Tuesday, February 16, 2010

Shelly Beach is a full-time author of seven books, as well as a national speaker. Her contemporary Christian novel, Hallie’s Heart, won a 2008 a Christy Award, and the sequel, Morningsong, released with Kregel Publishers in March of 2009. Shelly’s two caregiving books draw on the eight years that she and her family cared for parents in their home. Precious Lord, Take My Hand: Meditations for Caregivers was a finalist for the 2008 Evangelical Christian Publishers Association Award in the Gift and Inspiration category. Ambushed by Grace: Help and Hope on the Caregiving Journey was released by Discovery House Publishers in November of last year. Her most recent publication is The Silent Seduction of Self-Talk (Moody Publications).

Shelly also is a “faith expert,” writing for Caring.com (an affiliate of msn.com). Caring.com is the Internet’s most-highly sought source of information for those caring for aging loved ones and receives approximately three-quarters of a million hits per month.

Shelly and her husband Dan have two adult children and live near Grand Rapids, where they enjoy riding their Harley motorcycle together.

When did you decide to be a writer?

I wanted to be a writer from the time I was a child. I wrote my first story in 6th grade—A Visit from Jupiter. But I made the decision to be a writer when my children were small and I decided to figure out how to actually go about learning the business of querying and researching markets and figuring how the world of publishing worked. I was a teacher at the time, so I took it on like a research project. I’d seen some pretty mediocre writing in print, and I figured I could do better. So I decided to put some research and effort behind it and go to some writers’ conferences and try to learn how.

At what point did you stop juggling suggestions and critiques and trust yourself (as a writer)?

I’m not sure I still fully trust myself to be the best expert on every aspect of my writing.
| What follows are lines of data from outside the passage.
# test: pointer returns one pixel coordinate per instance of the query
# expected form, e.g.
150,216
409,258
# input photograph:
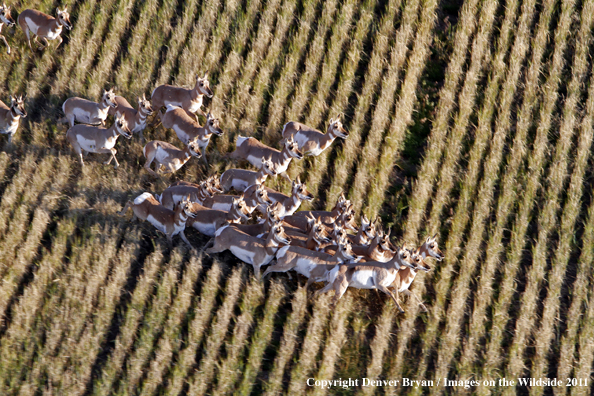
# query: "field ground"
472,120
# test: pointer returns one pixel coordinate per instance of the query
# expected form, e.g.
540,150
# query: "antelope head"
214,184
347,218
384,240
64,18
279,235
419,263
212,124
268,167
431,248
109,98
320,233
144,105
185,206
262,196
240,207
205,187
194,148
292,147
122,126
335,127
346,254
403,258
300,191
203,86
272,213
18,105
5,16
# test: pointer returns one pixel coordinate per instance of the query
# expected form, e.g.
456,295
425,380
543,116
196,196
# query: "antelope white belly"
240,185
195,105
52,35
181,134
156,223
11,129
255,160
301,139
204,228
221,206
83,116
32,25
243,254
362,279
304,267
86,144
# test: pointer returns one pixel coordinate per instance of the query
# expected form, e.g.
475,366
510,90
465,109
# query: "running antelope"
366,232
251,150
88,112
253,196
369,275
187,99
5,18
290,204
170,222
249,249
44,26
309,263
378,250
258,230
407,275
174,194
311,141
11,116
92,139
136,119
208,221
187,128
168,156
241,179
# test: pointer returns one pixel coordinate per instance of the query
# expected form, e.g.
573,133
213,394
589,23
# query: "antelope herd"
324,246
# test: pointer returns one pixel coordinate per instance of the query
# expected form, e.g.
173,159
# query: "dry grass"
375,70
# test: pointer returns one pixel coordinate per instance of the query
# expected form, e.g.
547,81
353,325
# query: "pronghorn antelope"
213,183
327,217
311,141
168,156
378,250
249,249
369,275
187,129
315,238
258,230
251,150
366,232
5,18
309,263
44,26
407,275
170,222
253,196
11,116
208,221
290,204
241,179
174,194
92,139
136,119
88,112
187,99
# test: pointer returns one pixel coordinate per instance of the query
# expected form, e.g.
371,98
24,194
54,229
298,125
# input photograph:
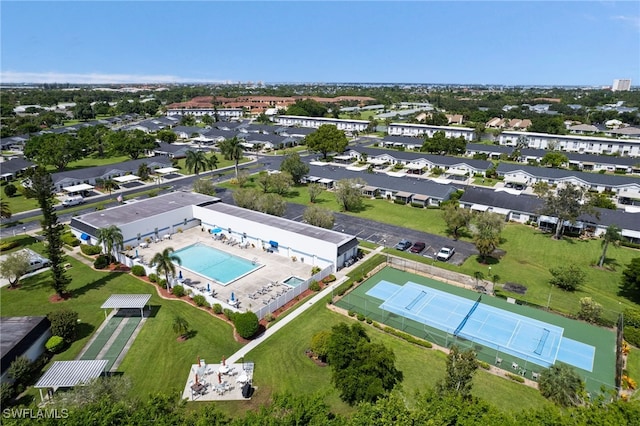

I guess that’s because after writing seven books, I still consider myself a learner. I know there are things other writers and editors can teach me, and I’m eager to figure out what they are. But if the question is, “When did I stop getting tied up in self-doubt?” That’s another question. I guess I’d say a few years ago.

Are you a disciplined writer or do you just write when you feel like it?

This is a tough question. Am I allowed to lie? No, I certainly do not just write when I “feel” like it. Some days I’m in this chair for sixteen hours, and I have the numb legs to prove it. So I’d say I’m a highly disciplined writer. I’ve never missed a deadline, and I got up every morning over a Christmas holiday break with my daughter, whom I only see twice a year so I could deliver a manuscript on time.

But do I write every single day? No. I’m often slamming down on deadlines that push me to the max. When I’m done, I come up for air, take off on the Harley with my husband, and clear my head. Just two weeks ago I went to a writers’ retreat with my closest writing friends, and I didn’t write a word. I’d just finished a book the day before, and I needed to stare at the lake and sit by the fire.

What kind of activities to you like to do that help you relax and step away from your deadlines for a bit?

Ride our Harley with my husband. Travel. Be by the water or the ocean. Visit my kids. Did I mention ride our Harley with my husband?

What is your favorite novel and what made it special?

A Tale of Two Cities. Redemptive themes. Great characters. Amazing plot. Love it, love it.

How do you think reading the work of others helps you as a writer?

Reading the work of others feeds my creative energy while giving my mind the opportunity to evaluate plot, setting, characterization, voice. Reading gives me the opportunity to just wallow in the art and beauty of good writing. A good wallow is a very refreshing thing.

Tell us a little about your latest release:

My latest release is The Silent Seduction of Self-Talk: Conforming Deadly Thought Patterns to the Word of God. This book was a lot like stripping down to my spiritual undies and parading myself in front of the world. It was a book I was afraid to write because it would mean so much self-exposure. But I knew God had called me to write it, and so I had to do it.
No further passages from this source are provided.